Typology of Code-mixing in EFL Learners’ Facebook Chatting Transcripts
Ruth Victoria Ima Yulianingsih
ABSTRACT
The existence of Facebook as a social media networking on the internet raised up a new phenomenon toward the language use in a conversation called Computer-Mediated Communication (CMC). CMC refers to communication produced when humans interact with one another using computers (Herring, 2001).
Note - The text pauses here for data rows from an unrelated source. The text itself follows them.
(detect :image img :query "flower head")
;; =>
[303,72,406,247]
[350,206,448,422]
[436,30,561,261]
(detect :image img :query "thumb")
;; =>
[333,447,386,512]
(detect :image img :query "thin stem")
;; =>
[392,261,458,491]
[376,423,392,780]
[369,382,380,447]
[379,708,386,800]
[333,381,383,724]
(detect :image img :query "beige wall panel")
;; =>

Language in CMC is treated as half-talking and half-writing since it shared some similarities of the both features. This condition then leads into the occurrence of spoken discourse phenomenon in CMC, which was called as code-mixing. Code-mixing refers to “all cases where lexical items and grammatical features from two languages appear in one sentence,” (Muysken, 2000, p. 1). This study was aimed to find out the types of code-mixing on Facebook chatting transcripts of 10 English Department students batch 2011 from Satya Wacana Christian University, Salatiga, Indonesia. The data collected were analyzed by using the typology of code-mixing framework as proposed by Muysken (2000). Findings showed that all of the typology of code-mixing such as: insertion, alternation, and congruent lexicalization were all found in the participants’ chatting scripts. From 71 instances analyzed, 60 instances (84.50%) corresponded as insertion, 9 instances (12.68%) were categorized as alternation, and 2 instances (2.82%) were classified as congruent lexicalization.